A woman came in to buy an "Infertility is the Worst" card for her friend. She came back the next week to make an exchange - after years of waiting, it was time to buy a "Babies are Awesome" card for her friend.

We've had sober conversations with customers about impossibly hard situations. What card do you buy when your friend's child commits suicide? What do write in a card for a family member whose cancer came back?

We've also been included in celebrations of freshly cancer-free news.

We've helped with many covert shopping operations, sneaking cards and jewelry behind the counter so the person with them won't see and ruin the surprise.

Once, someone used our "Will You Marry Me" card to get engaged.

We've helped deep sea fishermen pick out cards to leave behind for their sweethearts.

I've talked shop with the daughters and sons of lifelong letterpress printers - the kids who grew up with the smell of ink, and speak of it with reverence.

I've experienced the joy of seeing the items I picked out for the shop find the perfect people to appreciate them.

I've had many deep conversations with strangers about life, parenthood, marriage and the future of our country. I've had a lot of conversations about cats and puppies and Sounders FC too.

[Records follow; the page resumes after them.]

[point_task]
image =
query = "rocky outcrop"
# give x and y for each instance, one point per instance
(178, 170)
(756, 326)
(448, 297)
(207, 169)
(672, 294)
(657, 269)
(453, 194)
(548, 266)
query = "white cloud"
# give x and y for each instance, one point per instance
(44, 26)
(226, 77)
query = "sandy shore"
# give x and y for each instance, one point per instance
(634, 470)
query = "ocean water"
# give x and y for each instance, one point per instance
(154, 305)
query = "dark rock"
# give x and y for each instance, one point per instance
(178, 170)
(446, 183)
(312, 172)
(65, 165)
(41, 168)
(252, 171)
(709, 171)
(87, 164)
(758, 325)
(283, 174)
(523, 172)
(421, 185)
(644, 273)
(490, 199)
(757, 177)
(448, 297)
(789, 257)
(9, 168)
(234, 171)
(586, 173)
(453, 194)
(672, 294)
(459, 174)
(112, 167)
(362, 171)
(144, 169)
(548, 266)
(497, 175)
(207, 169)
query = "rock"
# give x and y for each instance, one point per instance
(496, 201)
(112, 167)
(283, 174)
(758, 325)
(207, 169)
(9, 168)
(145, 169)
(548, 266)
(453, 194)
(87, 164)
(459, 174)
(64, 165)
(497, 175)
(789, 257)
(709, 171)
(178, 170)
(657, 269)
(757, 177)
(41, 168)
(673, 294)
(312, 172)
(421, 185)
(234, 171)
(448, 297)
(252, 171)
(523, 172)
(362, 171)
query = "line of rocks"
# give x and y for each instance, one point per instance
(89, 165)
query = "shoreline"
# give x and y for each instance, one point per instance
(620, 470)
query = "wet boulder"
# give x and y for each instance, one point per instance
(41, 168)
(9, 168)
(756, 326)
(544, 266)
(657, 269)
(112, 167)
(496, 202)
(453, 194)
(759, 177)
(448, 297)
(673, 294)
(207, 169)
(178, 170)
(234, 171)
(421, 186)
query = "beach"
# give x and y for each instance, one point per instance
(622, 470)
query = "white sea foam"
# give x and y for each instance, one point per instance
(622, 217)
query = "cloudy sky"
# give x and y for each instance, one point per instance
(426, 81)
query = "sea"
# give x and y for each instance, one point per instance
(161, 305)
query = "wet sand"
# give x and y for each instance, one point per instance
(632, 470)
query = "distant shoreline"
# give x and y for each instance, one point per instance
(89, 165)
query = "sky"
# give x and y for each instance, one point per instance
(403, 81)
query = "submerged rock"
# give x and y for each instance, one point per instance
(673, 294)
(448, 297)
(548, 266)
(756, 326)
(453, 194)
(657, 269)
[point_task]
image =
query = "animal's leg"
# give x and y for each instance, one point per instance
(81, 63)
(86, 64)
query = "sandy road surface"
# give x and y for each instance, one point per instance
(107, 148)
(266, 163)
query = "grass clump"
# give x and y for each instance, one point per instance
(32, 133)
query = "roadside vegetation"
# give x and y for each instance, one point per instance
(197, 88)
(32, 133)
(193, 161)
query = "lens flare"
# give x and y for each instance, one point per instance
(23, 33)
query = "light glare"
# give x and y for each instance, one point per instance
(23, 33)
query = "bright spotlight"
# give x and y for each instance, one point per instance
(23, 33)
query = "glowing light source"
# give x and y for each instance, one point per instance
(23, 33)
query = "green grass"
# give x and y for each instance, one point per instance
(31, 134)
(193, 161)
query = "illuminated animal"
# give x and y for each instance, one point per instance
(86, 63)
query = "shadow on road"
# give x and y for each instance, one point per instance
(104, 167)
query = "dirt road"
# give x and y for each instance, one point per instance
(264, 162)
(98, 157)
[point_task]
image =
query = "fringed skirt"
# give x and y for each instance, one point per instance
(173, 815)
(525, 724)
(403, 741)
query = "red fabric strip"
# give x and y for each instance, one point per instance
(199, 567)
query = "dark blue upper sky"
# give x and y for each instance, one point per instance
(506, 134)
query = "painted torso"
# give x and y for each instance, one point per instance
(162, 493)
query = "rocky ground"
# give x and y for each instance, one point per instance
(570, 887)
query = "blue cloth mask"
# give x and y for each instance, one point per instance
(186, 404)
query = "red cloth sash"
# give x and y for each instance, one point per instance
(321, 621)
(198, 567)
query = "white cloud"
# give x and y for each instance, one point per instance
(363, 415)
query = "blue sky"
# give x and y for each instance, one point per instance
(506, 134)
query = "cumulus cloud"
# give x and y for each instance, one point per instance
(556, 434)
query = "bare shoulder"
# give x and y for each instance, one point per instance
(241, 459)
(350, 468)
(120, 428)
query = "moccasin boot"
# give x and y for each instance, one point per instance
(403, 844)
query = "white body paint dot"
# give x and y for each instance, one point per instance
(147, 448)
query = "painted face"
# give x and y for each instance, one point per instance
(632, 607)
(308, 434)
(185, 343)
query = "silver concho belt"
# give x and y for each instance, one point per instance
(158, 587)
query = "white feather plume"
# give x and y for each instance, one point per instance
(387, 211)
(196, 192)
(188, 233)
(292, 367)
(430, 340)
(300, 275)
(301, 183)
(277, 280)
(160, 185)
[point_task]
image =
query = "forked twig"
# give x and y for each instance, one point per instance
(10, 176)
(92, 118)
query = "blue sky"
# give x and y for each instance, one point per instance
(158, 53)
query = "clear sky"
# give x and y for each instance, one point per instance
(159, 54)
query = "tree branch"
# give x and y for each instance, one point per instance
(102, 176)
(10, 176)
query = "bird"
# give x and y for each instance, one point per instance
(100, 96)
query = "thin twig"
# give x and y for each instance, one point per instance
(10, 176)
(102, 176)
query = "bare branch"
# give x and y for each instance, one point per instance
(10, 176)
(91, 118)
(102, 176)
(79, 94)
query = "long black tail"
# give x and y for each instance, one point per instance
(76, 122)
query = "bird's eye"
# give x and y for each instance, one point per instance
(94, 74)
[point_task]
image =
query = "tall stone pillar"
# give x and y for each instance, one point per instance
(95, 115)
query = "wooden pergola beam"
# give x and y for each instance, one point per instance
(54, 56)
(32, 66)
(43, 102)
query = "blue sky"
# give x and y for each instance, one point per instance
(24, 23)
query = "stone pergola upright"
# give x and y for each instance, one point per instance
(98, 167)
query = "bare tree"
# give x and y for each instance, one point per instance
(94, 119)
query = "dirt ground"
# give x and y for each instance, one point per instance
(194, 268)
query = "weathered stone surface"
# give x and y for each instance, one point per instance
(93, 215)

I've run into old friends in the shop, meeting their kids, hearing about their lives.

There have been bad moments too. Rude, cruel interactions. People lashing out. Racist and sexist comments hurled. People sharing strong negative opinions about everything under the sun. (It is still retail, after all.) I can get hardened and afraid to be open in the shop. It's my happy place, but I can only control the environment so much. One truly awful interaction in a day, and I feel like the magic has left the place. But the magic always comes back. The love shared here greatly exceeds the other stuff.

I've gotten to know people deeply in this place. I've chosen and crafted and arranged small things with love to make people feel a little bit of joy. And it's worked.

Today, an old friend came into the shop and we made some small talk. And then she shared some incredibly hard news about her life. We hugged and cried. I don't know her well, but this is a safe place for hearts on sleeves. This is a place that you can come and feel momentary comfort. This is a good place, and I'm proud that it's mine.